I'm not so sure about the square trees



Liverpool Life I was passing by Concourse House this afternoon and noticed that it wasn't quite as tall as it used to be. I've spoken before about the Lime Street Gateway redevelopment in relation to a bookshop moving out, and those shops have been demolished and now the other major section, this office block, where La Machine slept one night, is slowly being removed one piece of masonry at a time.

I'm usually quite sentimental about any building that that's demolished, especially if its something I've had to pass-by nearly every day on my way to somewhere, but I've none of those feelings here. There was once a cafe at the foot of the building and I do wonder what happened to that -- if they relocated -- I remember there being protests at its closure -- but other than that I couldn't care less, I'm glad that it's going. I'm already thinking about it in the past tense.

It was embarrassing way to introduce Liverpool to visitors, especially those who'd been led to believe that we had such a great architectural heritage. We have some great modernist architecture in Liverpool, including the Sydney Jones Library at the university but seriously, this was not one of those and deserves to be going (no matter what these people say). I recently learned that the building was never full, and I'm not surprised. If you were trying to attract clients, would you want their first impression to be this clash of concrete and glass and what looks like wood beading?

I only went inside once; between school and university in the early 90s I was casting about for work and signed up with the Manpower Services who had an outlet on the first or second floor (and giant sign across the windows which blanked out the sun for the people working inside). It was my first taste of what an open plan office looked like and it scared me, so much so that I'm sure I might even have vowed never to return to somewhere so synthetic and anti-human again. If only I'd known.

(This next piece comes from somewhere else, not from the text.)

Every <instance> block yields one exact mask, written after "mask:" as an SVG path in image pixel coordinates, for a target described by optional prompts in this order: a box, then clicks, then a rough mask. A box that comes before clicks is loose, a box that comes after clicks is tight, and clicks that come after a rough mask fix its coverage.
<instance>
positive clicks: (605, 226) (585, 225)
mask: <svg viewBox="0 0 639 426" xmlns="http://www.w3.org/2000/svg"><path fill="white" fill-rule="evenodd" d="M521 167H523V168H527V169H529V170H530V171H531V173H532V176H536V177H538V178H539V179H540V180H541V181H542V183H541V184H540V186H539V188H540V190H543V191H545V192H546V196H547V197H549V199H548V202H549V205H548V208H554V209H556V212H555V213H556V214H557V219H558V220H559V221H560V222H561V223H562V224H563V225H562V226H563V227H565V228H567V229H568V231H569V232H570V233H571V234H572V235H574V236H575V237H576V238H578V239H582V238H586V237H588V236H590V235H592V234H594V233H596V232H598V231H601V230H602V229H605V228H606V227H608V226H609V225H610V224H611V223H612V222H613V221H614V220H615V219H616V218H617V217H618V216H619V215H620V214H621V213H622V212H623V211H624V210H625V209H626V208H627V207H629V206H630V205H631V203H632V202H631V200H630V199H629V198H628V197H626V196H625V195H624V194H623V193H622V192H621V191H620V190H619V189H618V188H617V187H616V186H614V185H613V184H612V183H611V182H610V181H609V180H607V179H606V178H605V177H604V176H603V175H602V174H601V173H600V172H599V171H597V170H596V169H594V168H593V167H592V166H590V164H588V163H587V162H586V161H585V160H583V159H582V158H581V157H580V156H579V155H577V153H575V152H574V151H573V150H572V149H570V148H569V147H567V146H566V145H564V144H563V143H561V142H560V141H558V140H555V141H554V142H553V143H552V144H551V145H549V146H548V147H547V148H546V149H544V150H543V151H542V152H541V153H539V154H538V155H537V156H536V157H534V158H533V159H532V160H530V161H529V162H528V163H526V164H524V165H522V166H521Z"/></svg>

Liverpool City Council's website has an artist's impression of what to expect when the development is complete. The idea is to give the station, a marvelous piece of architecture dating from the 1830s, room to breath for the first time in decades. I'm particularly pleased to see that the plan for a new circular residential tower in place of Concourse House has been dropped, though I'm not so sure about the square trees, but the new approach, a piazza and steps leading up to front door will be incredibly striking.